Thanks, everyone! It sounds like I need to work on changing my ways.
Alan


----------



## SnowyRiver (Nov 14, 2008)

I dont know if the TS table is my primary assembly table, since I use the bench quite a bit, but I do use the TS a lot. I have extension tables on the saw that have formica tops on them so the glue wont stick. If it dries on the table, it just easily scapes off with your finger nails. I try not to use the cast iron table saw top if I can help it. If I do need to use the space, I put a tarp over the saw so glue doesnt get on it and it doesnt get scratched by nails etc.


----------



## dbhost (Jul 20, 2009)

I have a workbench, that acts as an outfeed for the table saw. I have periodically overlapped onto the table saw. Sadly on more than one occasion I have spilled glue from a glue up onto the table, and being a ribbed aluminum table it isn't super easy to clean off…

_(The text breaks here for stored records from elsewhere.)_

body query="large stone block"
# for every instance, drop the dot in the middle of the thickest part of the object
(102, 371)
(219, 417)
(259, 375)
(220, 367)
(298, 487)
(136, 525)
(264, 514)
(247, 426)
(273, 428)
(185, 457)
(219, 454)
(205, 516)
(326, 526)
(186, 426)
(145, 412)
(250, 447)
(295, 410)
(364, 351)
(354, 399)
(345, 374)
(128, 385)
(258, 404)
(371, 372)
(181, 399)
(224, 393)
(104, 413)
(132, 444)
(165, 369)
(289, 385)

I have since gone to laying down a plastic drop cloth over my table saw if I have to use it for overlap…


----------



## oldretiredjim (Nov 14, 2011)

sawhorses and OSB. never the table saw.


----------



## PurpLev (May 30, 2008)

I sometimes use it for assembly - after all cutting/finessing is done. I cover it with a sheet of masonite and do the assembly/glueing on it. I do not work on it though for anything else.

If you'll go to my workshop page you can see the foldable workbench (full size) that I used to use when I had a 1 car garage (in a 2 garage space only had 1 side). tht's another option.


----------